Well I kind of stayed suspended I guess.

How’s that?

We moved towns.

Oh.

Yeah.

Well then.

Epigraph

“But there is nothing enduring in this world, and that is why even joy is not as keen in the moment that follows the first; and a moment later it grows weaker still and finally merges imperceptibly into one’s usual state of mind, just as a ring on the water, made by the fall of a pebble, merges finally into the smooth surface.” 

- Nikolai Gogol, The Nose (trans. Mary Struve)

The Heart of the Heart of the Story

It’s a feeling. A state. A state that contains many contradictory feelings.

So you’re trying to get at the way love hurts?

What? No, that just makes it sound corny. Besides, it’s not pain I’m trying to get at, at least not this version. There’s more to it than that.

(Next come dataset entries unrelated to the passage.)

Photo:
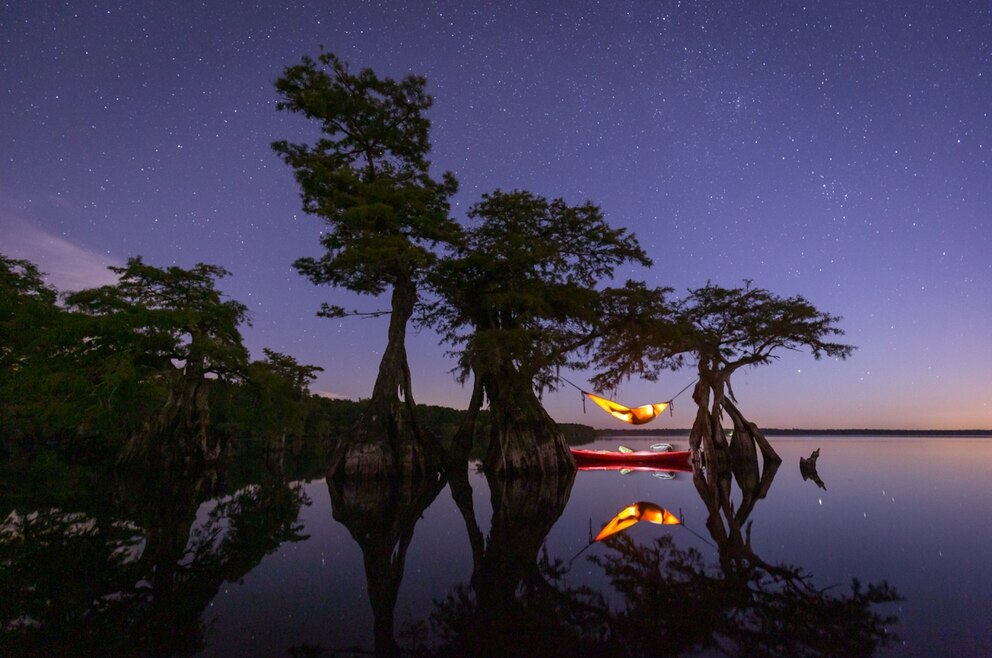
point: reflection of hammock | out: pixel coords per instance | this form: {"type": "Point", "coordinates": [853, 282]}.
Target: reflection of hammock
{"type": "Point", "coordinates": [633, 415]}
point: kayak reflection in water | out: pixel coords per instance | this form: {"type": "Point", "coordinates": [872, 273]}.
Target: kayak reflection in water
{"type": "Point", "coordinates": [642, 511]}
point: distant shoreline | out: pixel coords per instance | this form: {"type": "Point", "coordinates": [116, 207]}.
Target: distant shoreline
{"type": "Point", "coordinates": [805, 432]}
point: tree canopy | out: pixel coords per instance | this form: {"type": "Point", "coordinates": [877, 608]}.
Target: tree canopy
{"type": "Point", "coordinates": [719, 330]}
{"type": "Point", "coordinates": [367, 177]}
{"type": "Point", "coordinates": [517, 298]}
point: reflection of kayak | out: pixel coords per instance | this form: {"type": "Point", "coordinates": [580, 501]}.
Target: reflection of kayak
{"type": "Point", "coordinates": [608, 459]}
{"type": "Point", "coordinates": [639, 468]}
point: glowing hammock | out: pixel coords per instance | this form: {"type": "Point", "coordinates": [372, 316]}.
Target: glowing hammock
{"type": "Point", "coordinates": [642, 511]}
{"type": "Point", "coordinates": [635, 416]}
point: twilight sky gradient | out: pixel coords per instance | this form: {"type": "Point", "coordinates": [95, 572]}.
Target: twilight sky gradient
{"type": "Point", "coordinates": [839, 150]}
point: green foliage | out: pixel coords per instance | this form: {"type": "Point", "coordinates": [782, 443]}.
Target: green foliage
{"type": "Point", "coordinates": [153, 318]}
{"type": "Point", "coordinates": [722, 329]}
{"type": "Point", "coordinates": [367, 176]}
{"type": "Point", "coordinates": [520, 288]}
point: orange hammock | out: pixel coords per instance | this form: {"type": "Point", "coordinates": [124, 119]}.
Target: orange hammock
{"type": "Point", "coordinates": [642, 511]}
{"type": "Point", "coordinates": [635, 416]}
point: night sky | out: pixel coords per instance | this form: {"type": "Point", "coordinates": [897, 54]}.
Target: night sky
{"type": "Point", "coordinates": [839, 150]}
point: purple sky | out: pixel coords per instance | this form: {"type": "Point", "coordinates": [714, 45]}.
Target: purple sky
{"type": "Point", "coordinates": [838, 150]}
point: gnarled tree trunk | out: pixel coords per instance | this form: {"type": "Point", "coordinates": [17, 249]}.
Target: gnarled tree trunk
{"type": "Point", "coordinates": [524, 440]}
{"type": "Point", "coordinates": [387, 441]}
{"type": "Point", "coordinates": [707, 428]}
{"type": "Point", "coordinates": [180, 432]}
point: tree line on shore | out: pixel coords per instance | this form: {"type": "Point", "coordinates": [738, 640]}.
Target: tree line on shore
{"type": "Point", "coordinates": [518, 290]}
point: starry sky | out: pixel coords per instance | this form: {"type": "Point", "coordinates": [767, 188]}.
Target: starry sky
{"type": "Point", "coordinates": [839, 150]}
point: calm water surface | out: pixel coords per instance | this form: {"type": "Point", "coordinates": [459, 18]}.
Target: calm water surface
{"type": "Point", "coordinates": [912, 513]}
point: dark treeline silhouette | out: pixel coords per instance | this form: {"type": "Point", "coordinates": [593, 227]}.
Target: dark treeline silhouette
{"type": "Point", "coordinates": [152, 370]}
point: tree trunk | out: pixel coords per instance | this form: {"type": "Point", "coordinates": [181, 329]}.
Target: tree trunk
{"type": "Point", "coordinates": [461, 443]}
{"type": "Point", "coordinates": [751, 433]}
{"type": "Point", "coordinates": [707, 428]}
{"type": "Point", "coordinates": [180, 432]}
{"type": "Point", "coordinates": [524, 439]}
{"type": "Point", "coordinates": [387, 441]}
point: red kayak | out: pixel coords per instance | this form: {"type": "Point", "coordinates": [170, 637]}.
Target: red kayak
{"type": "Point", "coordinates": [620, 460]}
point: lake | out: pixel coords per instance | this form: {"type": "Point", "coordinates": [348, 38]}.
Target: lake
{"type": "Point", "coordinates": [277, 569]}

But you notice yourself running out of words.

Yes.

Why?

…the writer’s job is pretty much the same as the wordsmith’s. Given a thing, you’ve got to create something in language which allows you to talk about that thing. (Remember Macondo, where early on “muchas cosas carecían de nombre, y para mencionarlas había que señalarlas con el dedo.”¹⁰) Now, with objects, this is a fairly simple task. You give the thing a name that seems to fit and move on. (Here we basically ignore whether or not Cratylus thinks it correct.) Concepts are more difficult, though, and for this reason people often resort to their own names: Gerrymander, Boycott, etc… As you continue to raise this level of abstraction/experience, you begin to realize that these complex ideas can’t be contained in a single word.¹¹ And so what the writer does is come up with a specific ordering of specific words not only to describe the thing they’ve been presented with, but to evoke it in the reader, since our own visceral experience will always be more real than any literary description.¹²

And this is why you’re out of words?

No.

Then why?

Because I don’t know how to get any closer.

 

Echoes in the Night

Come. Lie down with me for a bit.

Come on…

Let me clean this up first.

Oh right.

What are you laughing at?

Nothing.

Come on.

You good?

Yeah.

You?

Yeah... I’m good.

¹ “Dante”

² And you, being no god, will never work from a full palette.

³  (which I’d only really start to miss about a month later)

⁴ A cityish (by Italian standards) town in Northern Italy.

⁵  The hotel where, nine days later, the need for this essay would genesize.

⁶ Tired yet?

⁷ James Joyce, Finnegans Wake  

⁸ Pero que asco…

⁹ This time Wolfgang’s Requiem.

¹⁰ “many things lacked names, and to mention them you needed to point them out with your finger.” – Gabriel Gárcia Márquez, Cien años de soledad.

¹¹ (unless you’re Joyce)

¹² But of course the purpose—the magic—of literature is to conjure up this visceral reaction using—in English—just some twenty-six letters and a handful of dots and of lines.